O pregador religioso até diz reconhecer diversidades e diferenças, mas apela sempre para a "fraternidade" como se preocupassem em igualar sempre as pessoas.
Ele quer juntar rebanho, e é por isso que o discurso de "fraternidade" é estranho.
É um discurso que despreza individualidades, diferenças, divergências.
Pouco importa para o pregador religioso se as pessoas se unem à força dos interesses e não pelas afinidades naturais.
Os "espíritas", então, se exaltam. Acham que o espetáculo da "fraternidade" se realizará no drama dos conflitos e das divergências irresolúveis.
Se ocorreu alguma violência, culpa-se a vítima, acusada de merecer um "reajuste espiritual" pela tragédia sofrida.
Só que esse discurso de "fraternidade" não resolve ódios nem animosidades.
Chega a ser um discurso chato, diga-se de passagem.
Dizer para "sermos todos irmãos" não vai estimular que sejamos realmente fraternos.
Isso mais parece um apelo igrejista, que nem de longe acalma ou consola, a não ser quem está tomado da mística religiosa, e mesmo assim entre seus pares.
O discurso pode até gerar efeitos contrários.
Apelando pela "igualdade", acentua-se a aversão nas divergências.
Apelando pela "união", estimula-se rompimentos tensos e obsessivos.
Forçando o "entendimento", só consegue agravar as desavenças.
Pedindo a "paz", não conseguem senão abrir caminho para guerras.
Pedindo para "todos sermos irmãos", transformamos as multidões em coletivos de pessoas estranhas e solitárias.
A mística religiosa nem sempre é agradável, e as seitas religiosas, conservadoras, são indiferentes às transformações do tempo e às novas demandas sociais.

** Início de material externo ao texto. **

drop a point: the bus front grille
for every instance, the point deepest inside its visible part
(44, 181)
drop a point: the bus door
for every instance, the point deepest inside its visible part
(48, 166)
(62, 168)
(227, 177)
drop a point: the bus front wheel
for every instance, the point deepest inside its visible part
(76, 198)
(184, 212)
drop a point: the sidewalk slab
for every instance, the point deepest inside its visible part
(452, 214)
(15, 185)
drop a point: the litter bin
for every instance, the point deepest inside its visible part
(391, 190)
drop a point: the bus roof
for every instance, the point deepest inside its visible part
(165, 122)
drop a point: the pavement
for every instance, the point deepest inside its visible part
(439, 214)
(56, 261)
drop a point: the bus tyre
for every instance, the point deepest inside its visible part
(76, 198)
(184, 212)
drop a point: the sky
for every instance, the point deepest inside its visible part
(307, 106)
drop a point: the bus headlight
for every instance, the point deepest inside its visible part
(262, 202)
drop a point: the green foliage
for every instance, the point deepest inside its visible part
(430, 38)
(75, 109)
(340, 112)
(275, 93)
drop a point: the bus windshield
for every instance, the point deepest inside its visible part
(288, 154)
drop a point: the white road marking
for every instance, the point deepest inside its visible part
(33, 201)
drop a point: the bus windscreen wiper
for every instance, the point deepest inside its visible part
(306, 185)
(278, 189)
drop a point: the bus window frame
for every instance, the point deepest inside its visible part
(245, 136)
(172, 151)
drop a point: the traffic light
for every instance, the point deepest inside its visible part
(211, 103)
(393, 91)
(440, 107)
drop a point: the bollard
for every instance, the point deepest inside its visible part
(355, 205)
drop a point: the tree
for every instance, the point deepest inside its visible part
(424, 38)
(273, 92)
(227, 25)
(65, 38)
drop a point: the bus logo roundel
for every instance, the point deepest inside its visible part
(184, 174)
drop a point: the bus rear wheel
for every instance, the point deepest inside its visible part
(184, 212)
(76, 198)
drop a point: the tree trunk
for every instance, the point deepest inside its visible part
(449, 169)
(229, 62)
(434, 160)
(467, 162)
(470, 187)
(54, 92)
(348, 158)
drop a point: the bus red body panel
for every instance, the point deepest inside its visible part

Não raro as religiões param no tempo, e seus seguidores, apegados a elas, se tornam fanáticos, obscurantistas e, diante das mudanças que não aceitam, mais violentos.
Não é necessário uma força-tarefa de palavras bonitas para promover a paz e a fraternidade.
Teoria demais acaba desencorajando a prática e invertendo os efeitos que seriam esperados.
Melhor seria que a vida mostrasse as formas de resolver tensões, divergências, conflitos e carências.
Seria melhor que a injustiça social seja resolvida sem o filtro da religião.
A razão permite, mais que a fé, verificar os problemas mais delicados que atingem e afligem a sociedade.
Melhor que a vida, na sua prática cotidiana, promova a paz e a fraternidade sem que fosse preciso o espetáculo coreográfico das palavras piegas.
A verdadeira fraternidade se resolve combatendo as injustiças sociais e regulando as necessidades humanas, para que uns não queiram mais do que necessitem e muitos tenham que perder até o que mais precisam para sobreviver.
A verdadeira fraternidade tem aspectos que escapam à compreensão religiosa e que, por isso, revelam a complexidade da vida humana e sua complicada coletividade.